The reason for P's mimesis can only be inferred, there being no explicit motivation provided in the biblical text itself. But I have suggested already that we can reasonably deduce that this was a case of elite emulation in which P sought to bestow upon Israel, and upon Israel's religion, that air of antiquity and authority that was attached to all things Mesopotamian. At this point we cannot go much beyond this level of analysis unless we Tiffany Money Clip identify the narrower contextual milieu in which the Priestly Writer lived and worked. Who was P's audience? And where did they live?
Mesopotamian texts and languages were known in Egypt, Hatti, and the Levant long before Israel appeared on the scene;62 there are even instances in which these foreign cultures adopted the genres and motifs of Mesopotamian literature, particularly its omen traditions but also, in the case of Hatti, its epic traditions.63 So Mesopotamia enjoyed an elite reputation and identity, worthy of emulation, for a very long time. I Tiffany Necklace that early Israel, taking shape in the highlands of Late Bronze/Iron I Palestine, did not have much access to Mesopotamian literature. But certainly by the eighth and seventh centuries, as Assyrian imperialism extended its reach into Palestine, this situation changed dramatically, if it had not already done so. It is precisely from this period that we find the influence of Assyrian ideology on the prophecies of Isaiah and in the book of Deuteronomy (cf. the Assyrian vassal treaties).64 All of this is to say that, generally speaking, the emulation of Mesopotamian literature by Judean scribes fits nicely into Israel's preexilic era. At the same time, Judean contact with Mesopotamia was much greater during the exilic and postexilic eras, for the obvious reason that Judeans exiled to Mesopotamia continued to copy and produce Hebrew literature in that new context while trying, with some success, to maintain communication with those back in Palestine.65 It was from this point forward that Mesopotamian influence on Hebrew literature began in earnest. I have in mind the influence of the Akkadian language on Ezekiel,66 of Mesopotamian royal inscriptions and Akkadian on Deutero-Isaiah,67 of Mesopotamian theodicies on Job,68 of Gilgamesh on Qohelet,69 and of Mesopotamian language and tradition on the language and religion of Judaism and the Talmud.70 Many other examples could be cited from the Bible, but the point is clear enough: Mesopotamian influence was possible throughout much of Israel's history, but it was Tiffany Pendant prominent during and after the exile.
On the basis of this observation, we might at first suppose that any texts of disputed provenance that exhibit Mesopotamian influence-such as P-probably date to the exilic or the postexilic era.
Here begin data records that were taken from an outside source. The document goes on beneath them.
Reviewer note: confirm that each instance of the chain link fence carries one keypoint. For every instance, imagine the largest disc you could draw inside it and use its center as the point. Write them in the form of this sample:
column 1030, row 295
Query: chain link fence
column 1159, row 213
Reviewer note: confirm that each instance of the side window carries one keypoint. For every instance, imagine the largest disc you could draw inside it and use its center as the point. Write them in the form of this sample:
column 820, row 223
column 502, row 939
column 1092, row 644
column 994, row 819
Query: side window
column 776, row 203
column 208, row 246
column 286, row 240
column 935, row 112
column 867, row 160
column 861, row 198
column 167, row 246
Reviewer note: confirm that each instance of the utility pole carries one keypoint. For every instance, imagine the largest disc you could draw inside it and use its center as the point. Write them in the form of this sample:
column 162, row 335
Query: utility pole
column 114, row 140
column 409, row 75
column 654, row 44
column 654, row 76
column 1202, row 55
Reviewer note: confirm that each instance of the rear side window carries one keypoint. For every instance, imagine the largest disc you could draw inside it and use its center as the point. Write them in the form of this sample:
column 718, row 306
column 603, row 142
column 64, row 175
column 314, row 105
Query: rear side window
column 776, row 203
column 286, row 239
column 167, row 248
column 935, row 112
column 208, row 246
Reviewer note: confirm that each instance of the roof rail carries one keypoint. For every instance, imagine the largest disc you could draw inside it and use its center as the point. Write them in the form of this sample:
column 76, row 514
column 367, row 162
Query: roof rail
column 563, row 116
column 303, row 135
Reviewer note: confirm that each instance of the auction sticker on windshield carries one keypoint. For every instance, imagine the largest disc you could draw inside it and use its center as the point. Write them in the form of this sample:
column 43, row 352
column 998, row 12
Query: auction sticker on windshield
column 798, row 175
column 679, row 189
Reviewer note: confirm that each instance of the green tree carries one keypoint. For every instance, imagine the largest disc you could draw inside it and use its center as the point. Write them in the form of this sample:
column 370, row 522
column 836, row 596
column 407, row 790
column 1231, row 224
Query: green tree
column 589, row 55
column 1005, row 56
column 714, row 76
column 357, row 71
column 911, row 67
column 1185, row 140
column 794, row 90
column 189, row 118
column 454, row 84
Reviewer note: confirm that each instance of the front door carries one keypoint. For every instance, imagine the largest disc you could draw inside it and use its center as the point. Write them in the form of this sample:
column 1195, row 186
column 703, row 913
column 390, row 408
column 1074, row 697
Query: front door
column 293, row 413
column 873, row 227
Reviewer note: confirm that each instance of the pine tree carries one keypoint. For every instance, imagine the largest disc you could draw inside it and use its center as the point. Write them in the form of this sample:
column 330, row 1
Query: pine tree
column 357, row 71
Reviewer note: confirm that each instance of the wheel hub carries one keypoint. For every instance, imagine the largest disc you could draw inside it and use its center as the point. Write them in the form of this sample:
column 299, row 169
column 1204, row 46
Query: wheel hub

But this argument does not follow at all. Simply because the Mesopotamian presence loomed larger at certain stages in Israelite history does not in the slightest make it probable that a given text was written during those periods. The Priestly Writer could have lived in any period in which Mesopotamian influence was adequate to spawn his mimesis. So the question of P's provenance cannot be addressed superficially but rather must be Tiffany Ring by a careful consideration of the evidence. And this lands us at once in the still ongoing debate about whether P should be dated to the exilic or especially the postexilic period, as most scholars presume, or whether it dates to the preexilic period, as is argued by a minority of very competent and influential scholars.